The research paints a portrait of sadness, loneliness, and pain, and suggests their estrangement from working life has had dire consequences for their sense of wellbeing.

For those out of the workforce, about 30% of their time is spent in solitude, compared to 18% among employed prime age men. They are also "less happy, more sad, and more stressed than unemployed men, and the result is they "may have lowered their views of the best possible life they could expect."

But much of this is concentrated among older men. For the young men who are not in the labor force, Krueger cites data showing they "seem remarkably content with their lives," and that there is only "small and typically statistically insignificant differences" in how they feel throughout the day compared to those who are working.

This decline in young men working or looking for work has had a significant effect on the overall picture for American men; Krueger writes that it "accounts for almost one quarter of the decline in the overall participation rate, or about triple their current share of the population".

Part of that difference could be due to what young, non-working men are doing with their time. From 1994 to 2014, Krueger says, the labor force participation rate of men between 21 and 30 fell from 89.9% to 82.3%, while the portion of those men who were idle — neither in school, working, or even looking for work — jumped up 3.5 percentage points.

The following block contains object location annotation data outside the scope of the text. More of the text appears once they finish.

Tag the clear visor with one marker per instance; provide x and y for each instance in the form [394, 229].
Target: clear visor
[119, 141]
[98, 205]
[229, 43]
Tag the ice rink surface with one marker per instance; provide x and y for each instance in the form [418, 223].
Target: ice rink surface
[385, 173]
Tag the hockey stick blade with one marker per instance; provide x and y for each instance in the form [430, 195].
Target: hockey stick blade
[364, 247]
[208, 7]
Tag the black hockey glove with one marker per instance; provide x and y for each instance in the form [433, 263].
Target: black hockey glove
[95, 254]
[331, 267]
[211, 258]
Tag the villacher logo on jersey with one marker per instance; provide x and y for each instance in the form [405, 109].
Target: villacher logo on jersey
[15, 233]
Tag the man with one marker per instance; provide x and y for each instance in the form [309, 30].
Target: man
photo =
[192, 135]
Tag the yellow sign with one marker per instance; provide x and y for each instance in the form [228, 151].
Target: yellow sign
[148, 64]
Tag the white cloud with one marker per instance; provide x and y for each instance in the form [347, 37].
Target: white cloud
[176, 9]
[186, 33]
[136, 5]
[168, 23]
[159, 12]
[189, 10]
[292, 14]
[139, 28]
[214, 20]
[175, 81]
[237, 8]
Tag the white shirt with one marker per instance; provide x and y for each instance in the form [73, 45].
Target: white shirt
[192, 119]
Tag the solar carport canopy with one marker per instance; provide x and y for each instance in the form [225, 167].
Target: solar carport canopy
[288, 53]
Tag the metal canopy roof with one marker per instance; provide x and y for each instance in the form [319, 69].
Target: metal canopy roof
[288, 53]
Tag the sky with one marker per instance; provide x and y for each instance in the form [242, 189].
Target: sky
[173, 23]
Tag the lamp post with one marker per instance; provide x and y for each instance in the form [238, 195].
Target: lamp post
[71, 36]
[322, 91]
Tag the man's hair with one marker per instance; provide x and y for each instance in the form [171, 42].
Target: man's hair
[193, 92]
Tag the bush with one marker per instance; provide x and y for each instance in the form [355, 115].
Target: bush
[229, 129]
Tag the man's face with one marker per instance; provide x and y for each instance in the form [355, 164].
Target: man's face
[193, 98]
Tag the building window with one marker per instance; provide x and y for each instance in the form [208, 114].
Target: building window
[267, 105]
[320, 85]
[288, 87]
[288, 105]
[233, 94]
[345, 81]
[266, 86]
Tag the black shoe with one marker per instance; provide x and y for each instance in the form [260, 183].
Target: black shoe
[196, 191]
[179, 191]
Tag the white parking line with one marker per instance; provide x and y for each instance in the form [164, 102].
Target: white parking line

The amount of time these men spent playing video games each per week rose from 3.6 hours to 6.7 hours. "Video gaming is clearly drawing more attention from this group over time," Krueger writes.

Time spent watching TV by these men has dropped by two hours, and that might be a good thing: Krueger says when young men play video games they experience "greater happiness, less sadness, and less fatigue than episodes of TV watching" — although they do have more stress.

Video games might make players happier than TV watching because they're more of a social activity — about half the time people reported playing games, they were physically with someone, and 70% of the time, they were "interacting" with another person. Making video games more social and interactive, Krueger writes, "may have improved the enjoyment young men derive from leisure in a consequential way."